1519 Views Fort Portal, Uganda
A community Museum has been built to showcase the different cultures of Toro. The five roomed community museum built on two acres of land is located at Kabahango in Buheesi Sub County along the Fort-Portal- Kasese road. Inside the museum, there are pictures of all the past eleven Kings of Toro, the first Rutooro Bible that was written in 1899, traditional clothes that are worn during cultural functions and the 64 totems in the kingdom. Other items on display are drums that are sounded during the King's coronation anniversary, traditional spears and the nine coffee seeds that represent the nine days of mourning when the King has died. As part of the burial rituals, the beads are dropped in the grave where the king is buried. Plates that were used by the past kings, shoes that the kings and their subjects wore are also displayed in the museum. The brain child of the Museum, David Matia Mugenyi says that he set up the museum because there wasn't any place in the kingdom displaying the various traditions of the kingdom. Mugenyi who built the museum on his piece of land also says that he built the museum to help the young generation that has no knowledge on their tradition. //Cue in: ihaving worked out my research# i Cue out: i#that was my initiative.i// Mugenyi acquired some of the drums and spears from his late father Yowasi Mugenyi who worked at the kingdom palace during the reign of Omukama David Kasagama. On Saturdays students from different schools in the district visit the museum to study about the history of the kingdom and their culture.
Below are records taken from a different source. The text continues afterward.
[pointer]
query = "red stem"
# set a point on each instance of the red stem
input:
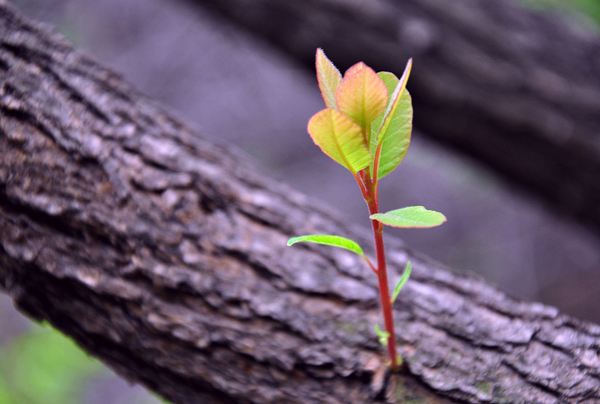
(368, 188)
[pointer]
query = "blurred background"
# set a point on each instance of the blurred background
(235, 88)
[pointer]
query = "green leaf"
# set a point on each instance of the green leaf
(382, 335)
(330, 240)
(410, 217)
(328, 77)
(402, 281)
(362, 95)
(340, 138)
(392, 130)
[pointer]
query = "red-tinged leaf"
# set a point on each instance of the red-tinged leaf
(410, 217)
(392, 130)
(362, 95)
(340, 138)
(328, 77)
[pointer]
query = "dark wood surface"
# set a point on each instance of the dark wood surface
(514, 88)
(164, 255)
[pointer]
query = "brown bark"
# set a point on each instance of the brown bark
(517, 89)
(164, 255)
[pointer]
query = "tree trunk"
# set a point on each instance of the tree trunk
(164, 256)
(517, 89)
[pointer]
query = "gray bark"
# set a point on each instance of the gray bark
(516, 89)
(164, 256)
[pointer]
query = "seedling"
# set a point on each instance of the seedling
(366, 127)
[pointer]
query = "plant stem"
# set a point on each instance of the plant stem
(384, 291)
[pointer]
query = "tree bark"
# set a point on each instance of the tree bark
(517, 89)
(164, 256)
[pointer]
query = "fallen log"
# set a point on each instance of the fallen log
(164, 255)
(516, 89)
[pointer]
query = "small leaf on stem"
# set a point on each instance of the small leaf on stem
(382, 335)
(328, 77)
(410, 217)
(392, 130)
(330, 240)
(340, 138)
(402, 281)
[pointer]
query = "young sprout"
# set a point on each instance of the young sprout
(366, 128)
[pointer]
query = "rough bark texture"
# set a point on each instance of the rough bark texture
(516, 89)
(164, 256)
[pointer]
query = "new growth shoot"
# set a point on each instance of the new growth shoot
(366, 127)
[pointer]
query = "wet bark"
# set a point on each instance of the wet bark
(164, 255)
(516, 89)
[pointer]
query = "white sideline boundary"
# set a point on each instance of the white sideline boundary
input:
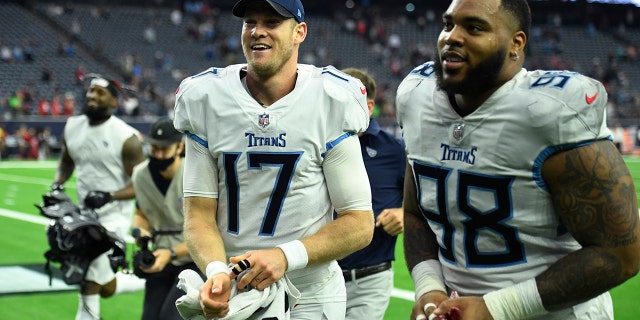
(395, 292)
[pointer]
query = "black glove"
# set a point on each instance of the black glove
(97, 199)
(57, 187)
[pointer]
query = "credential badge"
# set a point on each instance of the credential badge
(458, 132)
(372, 152)
(263, 120)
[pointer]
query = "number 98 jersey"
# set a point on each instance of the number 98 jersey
(479, 176)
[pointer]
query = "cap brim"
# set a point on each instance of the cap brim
(241, 6)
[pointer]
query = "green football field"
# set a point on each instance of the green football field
(23, 242)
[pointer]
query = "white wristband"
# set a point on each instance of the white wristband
(427, 276)
(521, 301)
(296, 254)
(215, 267)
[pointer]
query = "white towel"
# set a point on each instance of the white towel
(274, 302)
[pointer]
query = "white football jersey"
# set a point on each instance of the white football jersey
(268, 160)
(97, 154)
(479, 176)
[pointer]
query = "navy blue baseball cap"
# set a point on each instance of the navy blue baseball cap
(286, 8)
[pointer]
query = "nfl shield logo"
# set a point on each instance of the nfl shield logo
(458, 132)
(263, 120)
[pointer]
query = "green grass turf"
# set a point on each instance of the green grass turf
(23, 183)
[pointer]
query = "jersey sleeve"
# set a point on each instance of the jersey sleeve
(346, 176)
(571, 108)
(350, 98)
(405, 90)
(190, 110)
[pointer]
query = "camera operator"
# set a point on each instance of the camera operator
(158, 186)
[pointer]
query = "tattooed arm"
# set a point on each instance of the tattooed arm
(594, 195)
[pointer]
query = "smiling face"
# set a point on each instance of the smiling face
(474, 46)
(269, 40)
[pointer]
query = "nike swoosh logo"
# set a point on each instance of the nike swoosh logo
(591, 99)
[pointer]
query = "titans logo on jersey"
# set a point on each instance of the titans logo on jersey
(478, 176)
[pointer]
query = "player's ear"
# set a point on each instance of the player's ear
(518, 41)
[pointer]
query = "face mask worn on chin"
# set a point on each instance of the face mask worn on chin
(96, 114)
(159, 165)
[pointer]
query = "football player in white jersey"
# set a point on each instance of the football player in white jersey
(272, 149)
(516, 198)
(102, 150)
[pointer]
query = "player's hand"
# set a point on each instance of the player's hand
(265, 268)
(97, 199)
(214, 296)
(391, 220)
(419, 312)
(464, 308)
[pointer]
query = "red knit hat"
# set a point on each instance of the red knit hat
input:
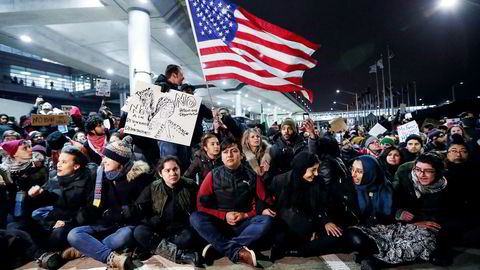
(11, 147)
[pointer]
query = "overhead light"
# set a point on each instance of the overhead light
(25, 38)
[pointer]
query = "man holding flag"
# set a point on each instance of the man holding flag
(234, 44)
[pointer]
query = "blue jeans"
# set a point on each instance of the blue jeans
(82, 238)
(228, 239)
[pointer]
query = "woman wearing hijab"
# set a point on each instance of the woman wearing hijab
(304, 227)
(419, 199)
(390, 160)
(256, 150)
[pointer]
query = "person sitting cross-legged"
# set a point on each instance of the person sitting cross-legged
(228, 202)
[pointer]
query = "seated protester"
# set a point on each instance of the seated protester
(228, 202)
(74, 186)
(420, 201)
(205, 159)
(303, 226)
(390, 160)
(413, 147)
(97, 138)
(118, 183)
(437, 141)
(462, 225)
(167, 204)
(22, 175)
(256, 151)
(286, 146)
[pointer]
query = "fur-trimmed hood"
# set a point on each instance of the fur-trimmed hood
(139, 167)
(256, 159)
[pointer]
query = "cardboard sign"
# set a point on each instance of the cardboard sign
(338, 125)
(167, 116)
(49, 120)
(405, 130)
(102, 87)
(377, 130)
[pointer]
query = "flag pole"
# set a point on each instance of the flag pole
(198, 50)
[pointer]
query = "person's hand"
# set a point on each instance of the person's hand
(34, 191)
(269, 212)
(428, 225)
(59, 224)
(333, 229)
(403, 215)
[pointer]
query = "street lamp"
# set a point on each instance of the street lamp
(356, 99)
(453, 90)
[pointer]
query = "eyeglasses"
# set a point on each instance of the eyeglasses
(419, 171)
(456, 152)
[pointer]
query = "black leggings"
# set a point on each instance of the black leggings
(360, 242)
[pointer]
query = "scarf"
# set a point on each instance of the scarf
(97, 143)
(420, 189)
(373, 188)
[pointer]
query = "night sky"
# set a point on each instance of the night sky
(435, 48)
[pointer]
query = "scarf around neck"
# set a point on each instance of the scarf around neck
(420, 189)
(97, 143)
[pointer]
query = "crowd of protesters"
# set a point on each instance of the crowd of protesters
(237, 190)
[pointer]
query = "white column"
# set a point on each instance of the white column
(238, 105)
(139, 46)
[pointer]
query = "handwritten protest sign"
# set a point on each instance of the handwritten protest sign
(167, 116)
(405, 130)
(376, 130)
(49, 120)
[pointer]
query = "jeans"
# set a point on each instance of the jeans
(228, 239)
(148, 239)
(82, 238)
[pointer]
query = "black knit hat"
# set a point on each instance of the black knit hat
(120, 151)
(56, 140)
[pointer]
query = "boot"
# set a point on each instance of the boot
(71, 253)
(120, 262)
(50, 260)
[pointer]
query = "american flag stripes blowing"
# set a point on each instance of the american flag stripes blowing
(234, 44)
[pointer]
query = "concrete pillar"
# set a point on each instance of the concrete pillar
(238, 105)
(138, 46)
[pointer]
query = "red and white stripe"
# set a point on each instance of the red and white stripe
(262, 55)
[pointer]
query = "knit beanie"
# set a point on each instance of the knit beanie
(370, 141)
(291, 123)
(387, 140)
(56, 140)
(11, 147)
(302, 161)
(120, 151)
(414, 137)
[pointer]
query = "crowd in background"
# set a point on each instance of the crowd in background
(91, 190)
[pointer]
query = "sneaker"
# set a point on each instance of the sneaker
(50, 260)
(209, 254)
(71, 253)
(247, 256)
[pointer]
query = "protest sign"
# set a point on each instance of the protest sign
(169, 116)
(102, 87)
(405, 130)
(338, 125)
(377, 130)
(49, 120)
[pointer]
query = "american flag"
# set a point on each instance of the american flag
(234, 44)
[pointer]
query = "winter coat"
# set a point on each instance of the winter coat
(429, 207)
(201, 165)
(68, 199)
(256, 159)
(283, 152)
(151, 202)
(115, 195)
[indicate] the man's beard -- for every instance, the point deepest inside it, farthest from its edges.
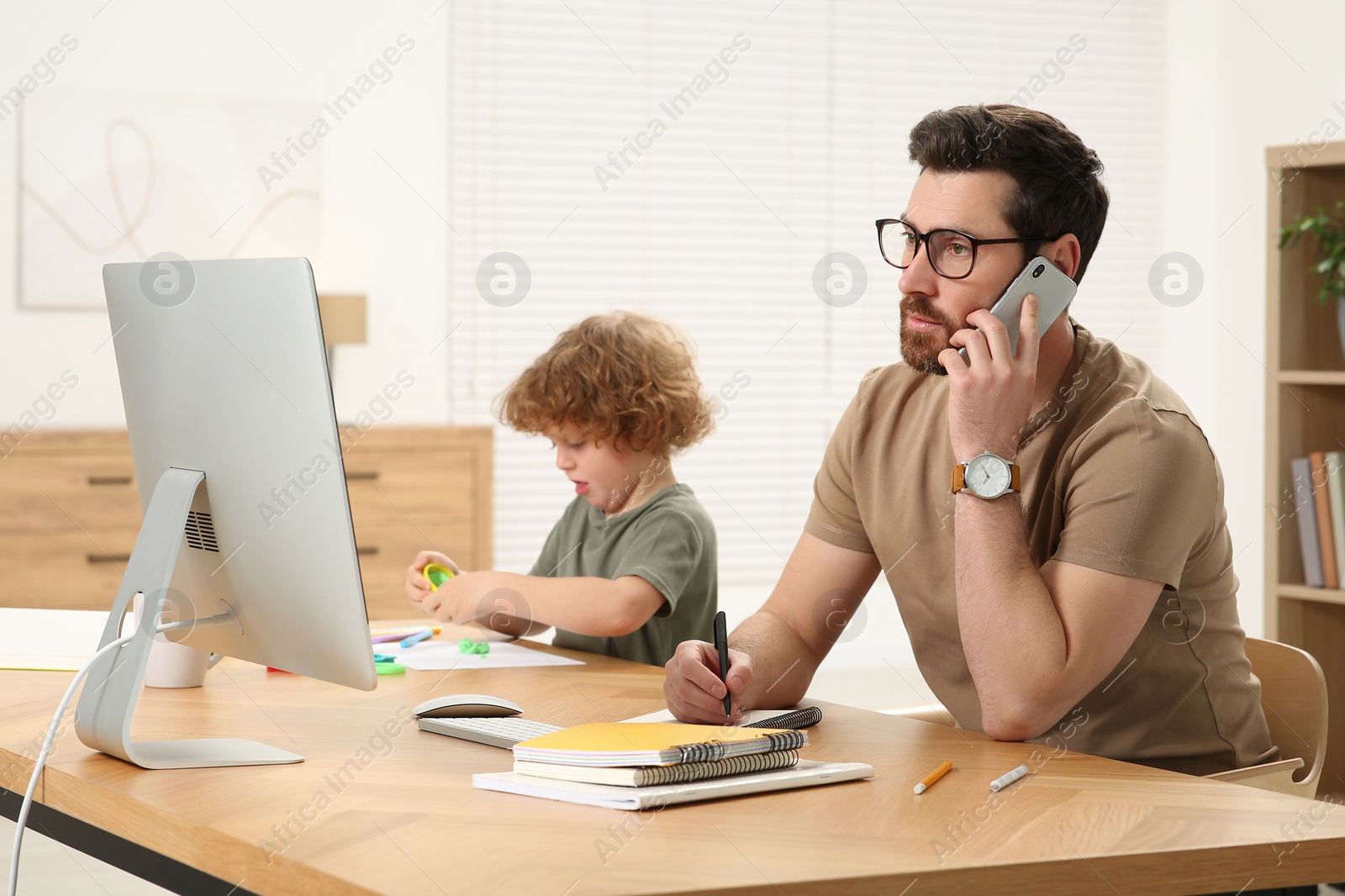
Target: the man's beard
(920, 350)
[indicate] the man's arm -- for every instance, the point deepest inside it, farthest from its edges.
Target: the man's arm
(1036, 642)
(775, 653)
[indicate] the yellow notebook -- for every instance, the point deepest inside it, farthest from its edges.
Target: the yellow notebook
(652, 744)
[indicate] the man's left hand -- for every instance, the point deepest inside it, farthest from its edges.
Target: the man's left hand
(990, 393)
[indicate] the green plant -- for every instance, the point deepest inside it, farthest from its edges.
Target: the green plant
(1329, 229)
Despite the poor road leading to the museum, Mugenyi says that he plans to turn the place into a tourist site where he will earn more money and expand the museum. //Cue in: iI would really love expanding#i Cue out: i#bring in some income.i// Mugenyi also says that he has on several occasions tried to seek support from Toro Kingdom but has failed. The acting Minister of Culture, Toro Kingdom, and David Bukombe says the kingdom is looking for funds to support the museum. The community of Kabahango have also benefited from the presence of the museum. Betty Kobusinge says she has learnt about the history of the kingdom that she didn't know in the past. On Sunday, children from Kabahango who visit the museum are also taught the Rutooro traditional dance, Orunyege.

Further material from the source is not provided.